- 1 head garlic
- 2 tablespoons EVOO, divided
- 2 tablespoons butter
- 2 large onions, thinly sliced
- 1 bay leaf
- 1 teaspoon ground dry thyme
- salt and ground black pepper
- 2 cups beef consomme or stock
- 2 pounds thinly sliced deli roast beef
- 4 onion rolls, split open
Pre-heat oven to 400 degrees.
Cut about a quarter of an inch off the top of the garlic head and place it onto a square of aluminum foil. Drizzle with about 1 tablespoon EVOO and close the foil up around the garlic. Transfer to the oven and roast until golden brown and tender, about 40 minutes. Remove from the oven and let cool.

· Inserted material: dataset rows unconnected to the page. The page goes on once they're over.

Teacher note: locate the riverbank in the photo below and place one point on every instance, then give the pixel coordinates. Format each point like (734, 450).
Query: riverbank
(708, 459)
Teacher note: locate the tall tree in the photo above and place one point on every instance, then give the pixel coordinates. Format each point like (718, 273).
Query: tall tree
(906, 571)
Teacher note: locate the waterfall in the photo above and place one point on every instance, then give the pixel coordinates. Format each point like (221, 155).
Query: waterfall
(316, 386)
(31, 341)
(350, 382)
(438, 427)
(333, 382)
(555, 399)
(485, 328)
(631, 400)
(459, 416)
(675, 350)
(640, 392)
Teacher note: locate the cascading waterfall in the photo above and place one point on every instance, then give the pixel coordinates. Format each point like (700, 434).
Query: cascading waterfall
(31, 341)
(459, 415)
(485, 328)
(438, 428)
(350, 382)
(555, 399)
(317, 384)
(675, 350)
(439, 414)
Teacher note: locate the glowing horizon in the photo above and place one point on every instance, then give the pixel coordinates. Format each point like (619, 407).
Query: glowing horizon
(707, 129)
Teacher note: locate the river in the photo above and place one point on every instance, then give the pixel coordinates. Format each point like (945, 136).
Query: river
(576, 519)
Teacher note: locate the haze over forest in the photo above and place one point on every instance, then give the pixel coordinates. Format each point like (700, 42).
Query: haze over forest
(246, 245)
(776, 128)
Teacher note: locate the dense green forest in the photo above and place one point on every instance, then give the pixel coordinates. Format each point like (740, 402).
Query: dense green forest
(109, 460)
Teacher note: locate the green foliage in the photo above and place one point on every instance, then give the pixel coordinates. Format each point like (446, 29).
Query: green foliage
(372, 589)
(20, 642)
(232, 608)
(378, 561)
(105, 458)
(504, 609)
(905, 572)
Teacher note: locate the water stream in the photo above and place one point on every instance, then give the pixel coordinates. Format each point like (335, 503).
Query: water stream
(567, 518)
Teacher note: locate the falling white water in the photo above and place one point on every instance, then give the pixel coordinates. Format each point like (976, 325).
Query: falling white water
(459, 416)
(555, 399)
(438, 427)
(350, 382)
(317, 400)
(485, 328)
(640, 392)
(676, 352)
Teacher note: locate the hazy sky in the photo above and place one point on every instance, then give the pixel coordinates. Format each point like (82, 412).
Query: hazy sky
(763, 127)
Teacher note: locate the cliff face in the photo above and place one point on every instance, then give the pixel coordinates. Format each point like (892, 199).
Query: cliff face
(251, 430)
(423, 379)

While the garlic is roasting, place large skillet over medium heat with 1 turn of the pan of EVOO, about 1 tablespoon, and the butter. Add the onions, bay leaf and thyme to the pan and cook gently until the onions are well caramelized, about 30 minutes. Season with salt and pepper, and reserve.
When the garlic is cool enough to handle, place a medium pot over medium-high heat with the beef consomme or stock. Squeeze the roasted garlic cloves out onto a cutting board, mash it into a paste with your knife and whisk it into the warm beef stock.
To assemble the sanwiches, dip the roast beef slice into the roasted garlic jus. Divide the meat between the four buns and top each with some of the caramelized onions. Serve with additional jus on the side for dipping.